2-Ingredient High Protein Brea

Homemade Recipe

Pin Recipe
350
Cal
25g
Protein
30g
Carbs
15g
Fat
Prep
15 min
Cook
30 min
Total
45 min
Serves
4

Ingredients

4
  • 2 cups flour
  • 1 tsp salt

Directions

  1. Preheat the oven to 375°F (190°C) and place a rimmed baking sheet inside to heat up. Keep the heat source uniform for even browning.
  2. Measure 2 cups of protein flour and 1 teaspoon of sea salt into a large bowl. Keep them separate until you combine.
  3. Whisk the flour and salt together until the salt is fully dispersed. The bowl should look like fine, golden powder ready to transform.
  4. Pour 3/4 cup of warm water gradually while stirring with a wooden spoon. Adjust moisture by adding more water or flour as needed.
  5. Turn the dough onto a lightly floured surface and knead for 3–4 minutes until smooth and elastic. Stop kneading when the dough feels supple.
  6. Form the dough into a tight ball and place seam‑side down on the preheated baking sheet. Press gently to flatten the top.
  7. Score a shallow slash on the top with a sharp knife to allow steam to escape and give a professional look.
  8. Bake for 30 minutes. The crust should turn a deep golden brown and the loaf should emit a nutty aroma.
  9. Remove the bread from the oven and let it rest on a wire rack for 15 minutes before slicing. This rest period allows steam to redistribute.

Common Questions

Yes, whole wheat flour works fine and actually boosts the fiber content. Just keep the protein content in mind; you might need to adjust the water slightly.

Measuring cups work great. Just be sure to level off the flour with a flat edge for consistency.

Wrap it tightly and keep it in the fridge; it stays good for up to five days. For longer storage, freeze the sliced loaf.

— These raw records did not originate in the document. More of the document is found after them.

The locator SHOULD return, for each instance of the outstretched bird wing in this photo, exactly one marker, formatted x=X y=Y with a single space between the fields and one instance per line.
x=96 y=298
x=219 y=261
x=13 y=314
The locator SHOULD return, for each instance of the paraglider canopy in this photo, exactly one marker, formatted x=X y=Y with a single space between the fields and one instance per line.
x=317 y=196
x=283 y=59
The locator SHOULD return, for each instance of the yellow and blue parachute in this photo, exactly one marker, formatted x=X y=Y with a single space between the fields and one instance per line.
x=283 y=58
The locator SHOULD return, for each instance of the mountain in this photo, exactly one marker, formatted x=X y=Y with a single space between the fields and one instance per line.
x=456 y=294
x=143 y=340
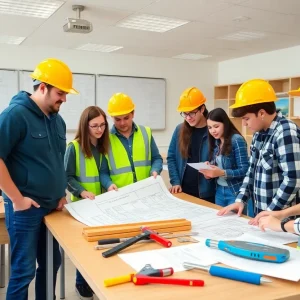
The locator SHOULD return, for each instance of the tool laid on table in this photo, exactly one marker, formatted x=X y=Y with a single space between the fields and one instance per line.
x=165 y=235
x=147 y=233
x=147 y=270
x=96 y=233
x=142 y=280
x=228 y=273
x=150 y=275
x=250 y=250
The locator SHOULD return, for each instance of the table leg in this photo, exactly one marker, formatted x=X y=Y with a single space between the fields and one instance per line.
x=49 y=265
x=2 y=266
x=62 y=273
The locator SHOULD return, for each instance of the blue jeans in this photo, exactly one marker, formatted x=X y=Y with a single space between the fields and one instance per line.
x=27 y=233
x=224 y=196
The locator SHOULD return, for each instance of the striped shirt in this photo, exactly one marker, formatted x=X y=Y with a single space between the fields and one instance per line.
x=273 y=178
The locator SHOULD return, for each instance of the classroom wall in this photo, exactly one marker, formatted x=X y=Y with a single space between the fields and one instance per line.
x=274 y=64
x=179 y=74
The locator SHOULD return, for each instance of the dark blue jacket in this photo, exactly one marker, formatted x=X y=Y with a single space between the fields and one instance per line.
x=32 y=148
x=235 y=164
x=177 y=165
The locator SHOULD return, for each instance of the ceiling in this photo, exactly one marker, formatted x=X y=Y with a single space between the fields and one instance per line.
x=279 y=20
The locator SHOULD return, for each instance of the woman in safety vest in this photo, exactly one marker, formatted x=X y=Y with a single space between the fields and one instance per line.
x=83 y=165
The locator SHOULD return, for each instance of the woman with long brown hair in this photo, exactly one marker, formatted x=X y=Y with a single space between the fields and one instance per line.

Absolutely! A pinch of dried rosemary or a dash of smoked paprika adds a new dimension.

It’s high in protein but still contains carbs. For strict keto, consider reducing the flour amount and adding a low‑carb binder.

Add a splash of water a few tablespoons at a time until the dough comes together. Don’t over‑add; the dough should be slightly tacky, not sticky.